Expanding the In-Feed-Structure

[Photo: Interior view of kitchen facilities]
Photo by Danielle Peterson of The Statesman Journal

SALEM, OREGON - On December 21st the Marion-Polk Food Share celebrated the grand opening of a brand-new, $585,000, 1500 square-foot community kitchen in its warehouse, a former tortilla factory in northeast Salem. It was enough to give geese goose bumps.

Just consider the enthusiastic comments of Autumn Wedeking, a South Salem High School senior and member of its Saxon Catering Team which hopes to be able to use the state-of-the-art facility.

"We could cook a goose," she told Jillian Daley of The Statesman Journal, "and make sure the ovens don't cook half - one side and not the other." Sounds great. Unless you're the goose.

But Marion-Polk Food Share is in the business of helping people, not geese. Since its founding in 1987, it's been a part of the statewide Oregon Food Bank Network responsible for collecting and, thanks to facilities like the new community food kitchen, preparing food for distribution to a network of more than 80 charitable organizations in the two counties.

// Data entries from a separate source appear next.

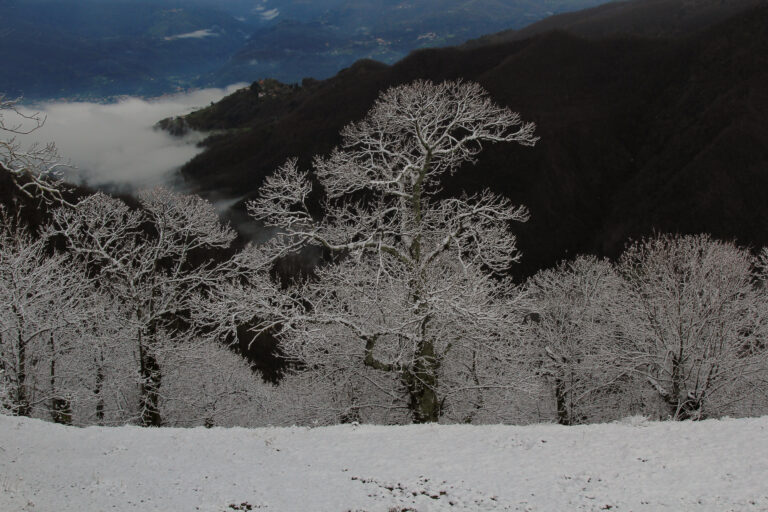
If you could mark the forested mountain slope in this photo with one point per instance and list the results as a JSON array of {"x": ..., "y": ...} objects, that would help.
[{"x": 637, "y": 134}]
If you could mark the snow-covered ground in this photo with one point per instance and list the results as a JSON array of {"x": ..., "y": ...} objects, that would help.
[{"x": 628, "y": 466}]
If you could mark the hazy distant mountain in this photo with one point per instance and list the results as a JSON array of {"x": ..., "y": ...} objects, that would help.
[
  {"x": 637, "y": 133},
  {"x": 98, "y": 48},
  {"x": 317, "y": 41},
  {"x": 92, "y": 48}
]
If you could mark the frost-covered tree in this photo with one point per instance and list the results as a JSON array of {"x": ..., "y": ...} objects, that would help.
[
  {"x": 35, "y": 169},
  {"x": 415, "y": 302},
  {"x": 44, "y": 304},
  {"x": 151, "y": 261},
  {"x": 697, "y": 332},
  {"x": 573, "y": 335},
  {"x": 207, "y": 384}
]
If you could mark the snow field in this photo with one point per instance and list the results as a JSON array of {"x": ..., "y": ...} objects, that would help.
[{"x": 714, "y": 465}]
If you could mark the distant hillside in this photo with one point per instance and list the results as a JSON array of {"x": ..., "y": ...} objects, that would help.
[
  {"x": 637, "y": 134},
  {"x": 303, "y": 42},
  {"x": 646, "y": 18},
  {"x": 90, "y": 49},
  {"x": 96, "y": 49}
]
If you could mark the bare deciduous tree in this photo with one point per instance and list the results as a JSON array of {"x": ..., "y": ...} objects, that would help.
[
  {"x": 145, "y": 259},
  {"x": 416, "y": 301},
  {"x": 34, "y": 169},
  {"x": 573, "y": 336},
  {"x": 44, "y": 305},
  {"x": 697, "y": 332}
]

Unfortunately, business is booming. From July 2009 through June 2010, it delivered $8.9 million - or 6.9 million pounds of food - and served almost 600,000 on-site meals through its network. In an area with an unemployment rate higher than the too high national average, a typical month has seen more than 6,500 Marion and Polk families asking for a Food Share emergency food box. More than four out of every ten members of those families are children. Given the current economy, those numbers, that demand are sure to grow.

A new community kitchen can't end a recession. But it will make the response to those who are its victims more efficient and effective. The key, explained Marion-Polk Food Share president Ron Hays, is self-sufficiency, teaching people how to cook emergency food box foods, shop on a budget and preserve food. The kitchen, he said, is a tool to help people become more self-sufficient so their reliance on emergency food will diminish "I'm in the business," he told The Statesman Journal, "of working myself out of a job and part of that is building self-sufficiency in people." The kitchen, he added, is a tool to help people become more self-sufficient so their reliance on emergency food will diminish. When up and fully operational, the City expects it to serve some 34,000 households - more than 120,000 people - every year.

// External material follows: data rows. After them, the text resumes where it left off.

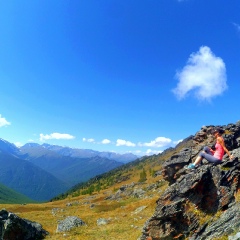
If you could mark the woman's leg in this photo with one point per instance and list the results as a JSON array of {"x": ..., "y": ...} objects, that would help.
[{"x": 210, "y": 158}]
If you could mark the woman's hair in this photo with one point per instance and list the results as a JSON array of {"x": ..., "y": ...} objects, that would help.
[{"x": 219, "y": 130}]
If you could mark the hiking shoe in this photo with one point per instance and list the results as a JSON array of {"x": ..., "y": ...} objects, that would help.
[{"x": 191, "y": 166}]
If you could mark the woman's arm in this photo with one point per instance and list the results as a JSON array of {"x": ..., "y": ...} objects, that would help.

In addition to contributions from the Spirit Mountain Community and U.S. Bank, maybe the "secret" or most surprising ingredient in covering the more than $500,000 cost of opening the kitchen was HUD Community Development Block Grant provided by the City of Salem.

"When you think HUD, you don't think food," said HUD Northwest Regional Administrator Mary E. McBride. "That's more the province of the U.S. Department of Agriculture or Health and Human Services. But when you think HUD, you do think of programs designed to help communities meet their most pressing needs.  That's exactly what the City of Salem and Marion-Polk Food Share are doing. HUD is pleased to have played a small part in their very large and important undertaking."